La piel de los pies, debido a su función, tiene características especiales, la producción de queratina y el espesor de la capa córnea están más aumentadas que en ninguna otra parte de nuestra anatomía. Para entender su fisiología hay que recordar que la epidermis es el epitelio más externo de la piel y está constituida por células que progresan de la capa más interna a la superficie y van transformándose a medida que ascienden hasta formar la capa córnea, más dura o resistente. Este es el resultado final de la actividad de las células epidérmicas, contienen queratina y cumplen la principal función de la epidermis: la protección ante agresiones del exterior. Ahora, su escasa permeabilidad, la permanente evolución celular con descamación y la facilidad para producir queratina hacen de ella una barrera infranqueable.
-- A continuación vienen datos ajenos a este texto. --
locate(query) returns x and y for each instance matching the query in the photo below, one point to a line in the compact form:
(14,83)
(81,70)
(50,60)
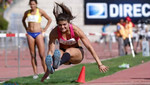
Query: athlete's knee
(65,58)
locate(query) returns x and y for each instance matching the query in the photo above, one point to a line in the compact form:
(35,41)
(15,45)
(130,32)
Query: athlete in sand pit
(69,36)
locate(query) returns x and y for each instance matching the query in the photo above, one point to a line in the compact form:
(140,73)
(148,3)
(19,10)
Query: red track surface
(126,77)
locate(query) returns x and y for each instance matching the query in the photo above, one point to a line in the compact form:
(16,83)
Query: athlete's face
(63,25)
(33,5)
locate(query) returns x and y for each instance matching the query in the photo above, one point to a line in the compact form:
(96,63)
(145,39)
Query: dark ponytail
(62,12)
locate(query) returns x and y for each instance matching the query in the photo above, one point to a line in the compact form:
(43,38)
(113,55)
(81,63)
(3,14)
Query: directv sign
(111,11)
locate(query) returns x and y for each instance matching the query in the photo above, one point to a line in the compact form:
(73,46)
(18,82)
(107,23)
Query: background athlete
(70,49)
(34,33)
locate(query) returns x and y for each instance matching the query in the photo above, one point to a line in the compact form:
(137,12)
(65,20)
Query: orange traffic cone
(81,78)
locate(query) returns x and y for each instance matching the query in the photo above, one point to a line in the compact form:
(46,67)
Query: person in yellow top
(128,31)
(34,34)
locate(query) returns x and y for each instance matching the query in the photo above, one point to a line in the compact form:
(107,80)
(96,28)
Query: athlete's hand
(103,68)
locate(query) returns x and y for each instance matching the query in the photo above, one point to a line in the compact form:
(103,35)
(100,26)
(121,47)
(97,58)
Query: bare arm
(88,45)
(23,20)
(51,45)
(48,18)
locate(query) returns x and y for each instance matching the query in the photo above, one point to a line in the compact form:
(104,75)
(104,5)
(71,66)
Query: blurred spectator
(121,36)
(104,34)
(142,31)
(128,29)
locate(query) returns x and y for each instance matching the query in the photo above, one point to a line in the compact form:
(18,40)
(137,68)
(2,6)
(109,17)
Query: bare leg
(45,75)
(41,48)
(31,43)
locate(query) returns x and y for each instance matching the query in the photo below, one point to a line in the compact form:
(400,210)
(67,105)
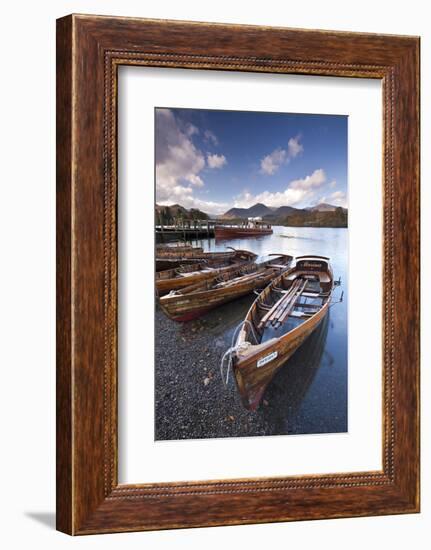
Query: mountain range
(320,215)
(266,212)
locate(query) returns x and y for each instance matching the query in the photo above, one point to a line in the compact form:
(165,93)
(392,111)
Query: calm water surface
(309,394)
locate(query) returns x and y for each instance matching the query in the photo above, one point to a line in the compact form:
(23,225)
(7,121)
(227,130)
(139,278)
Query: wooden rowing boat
(240,231)
(196,255)
(192,301)
(277,324)
(186,274)
(189,274)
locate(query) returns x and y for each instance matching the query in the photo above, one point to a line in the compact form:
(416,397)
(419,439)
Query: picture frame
(89,51)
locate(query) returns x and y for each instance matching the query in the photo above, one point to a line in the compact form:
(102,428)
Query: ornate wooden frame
(89,51)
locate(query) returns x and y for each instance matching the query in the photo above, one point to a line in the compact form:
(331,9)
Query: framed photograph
(237,274)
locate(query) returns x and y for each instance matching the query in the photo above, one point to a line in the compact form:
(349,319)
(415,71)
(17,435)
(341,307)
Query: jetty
(185,230)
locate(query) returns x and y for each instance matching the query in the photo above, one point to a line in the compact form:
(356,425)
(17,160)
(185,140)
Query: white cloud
(294,147)
(297,193)
(272,162)
(178,161)
(179,164)
(210,137)
(191,129)
(337,198)
(216,161)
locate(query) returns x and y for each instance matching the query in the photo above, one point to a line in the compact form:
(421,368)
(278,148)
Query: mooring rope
(234,348)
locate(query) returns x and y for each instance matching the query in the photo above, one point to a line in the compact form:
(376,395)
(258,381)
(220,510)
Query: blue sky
(215,160)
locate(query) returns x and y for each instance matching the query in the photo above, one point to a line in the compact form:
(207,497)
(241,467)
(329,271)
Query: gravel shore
(191,400)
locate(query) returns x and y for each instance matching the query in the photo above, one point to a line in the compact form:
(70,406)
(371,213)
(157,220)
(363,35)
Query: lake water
(309,394)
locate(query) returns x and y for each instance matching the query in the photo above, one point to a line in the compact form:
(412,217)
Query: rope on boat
(228,354)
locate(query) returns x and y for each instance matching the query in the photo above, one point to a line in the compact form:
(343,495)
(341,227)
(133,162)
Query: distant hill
(323,207)
(282,212)
(316,218)
(167,214)
(256,211)
(320,215)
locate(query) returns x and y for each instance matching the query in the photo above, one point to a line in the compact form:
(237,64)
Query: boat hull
(184,308)
(252,380)
(236,232)
(164,286)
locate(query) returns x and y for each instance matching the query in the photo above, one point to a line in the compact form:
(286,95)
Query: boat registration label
(267,359)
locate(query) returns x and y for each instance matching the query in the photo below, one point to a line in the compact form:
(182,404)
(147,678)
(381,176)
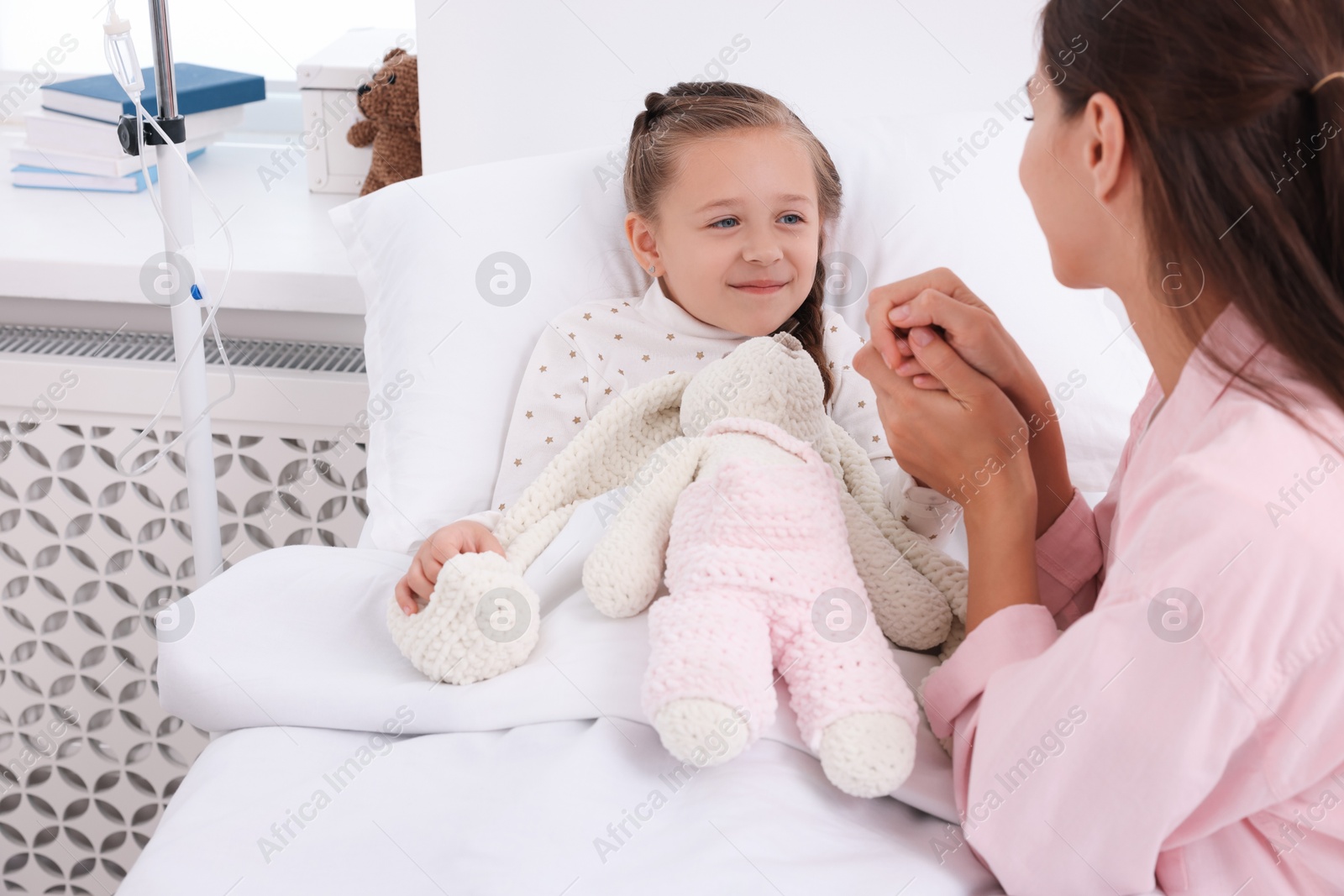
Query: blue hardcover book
(57,179)
(199,89)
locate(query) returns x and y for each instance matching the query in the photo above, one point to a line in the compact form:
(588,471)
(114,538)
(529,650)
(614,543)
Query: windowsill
(91,246)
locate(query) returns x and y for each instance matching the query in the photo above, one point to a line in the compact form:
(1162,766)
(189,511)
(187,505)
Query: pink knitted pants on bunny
(759,575)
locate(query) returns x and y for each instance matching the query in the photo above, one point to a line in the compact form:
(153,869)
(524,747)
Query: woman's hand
(938,298)
(938,302)
(464,537)
(960,439)
(971,443)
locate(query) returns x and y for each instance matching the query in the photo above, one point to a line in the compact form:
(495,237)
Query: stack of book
(71,141)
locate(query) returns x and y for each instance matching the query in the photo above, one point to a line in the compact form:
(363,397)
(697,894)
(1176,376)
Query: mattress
(342,768)
(581,806)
La mayoría de las lesiones cutáneas de los pies tienen relación directa con el exceso de producción de queratina y suelen tener su origen en heridas, contusiones, rozaduras o utilización de calzado inadecuado. Los callos, pequeñas lesiones de hiperqueratosis localizadas, consecuencia de la función excesiva de la capa córnea, tienen origen en zonas de presión continua o intermitente y se localizan habitualmente en los dedos o en la planta de los pies. Calzado inadecuado, zapatos pequeños, grandes, apretados, suelen ser la causa y el dolor que generan es ocasionado por inflamación en los tejidos blandos periféricos, que llegan a impedir el caminar correcto.

Durezas, áreas de piel gruesa, más extensa que los callos, causada igualmente por presión o fricción regular mantenida. Afean el lugar donde se localizan, porque la piel se hace gruesa y medio amarillenta, por acumulación de queratina y pérdida de elasticidad. Se localiza en regiones de mayor roce, planta-talón, traen con frecuencia molestias y dolor.

Cuando el engrosamiento de la queratina de un callo o de una dureza crece hacia el interior de la piel, en forma de láminas concéntricas, aparece un clavo. Se forma por presión de la piel en zonas cutáneas cercanas a una superficie ósea y son frecuentes en los dedos de los pies. Al comprimir los tejidos blandos producen mucho dolor por irritación de las terminaciones nerviosas periféricas.

El conocido juanete figura como un agrandamiento de la articulación de la base del dedo gordo del pie, por un desequilibrio de fuerzas sobre las articulaciones y los tendones de la zona, por mal desarrollo, forma de caminar, calzado inadecuado. Si no se trata, puede ser doloroso, incluso alterar la forma de la marcha e inducir problemas en la columna vertebral.

La solución a estos inconvenientes de los pies pasa por medidas de prevención y tratamientos adecuados. Cuando aparecen lesiones deben controlarse por un especialista en podología o dermatología.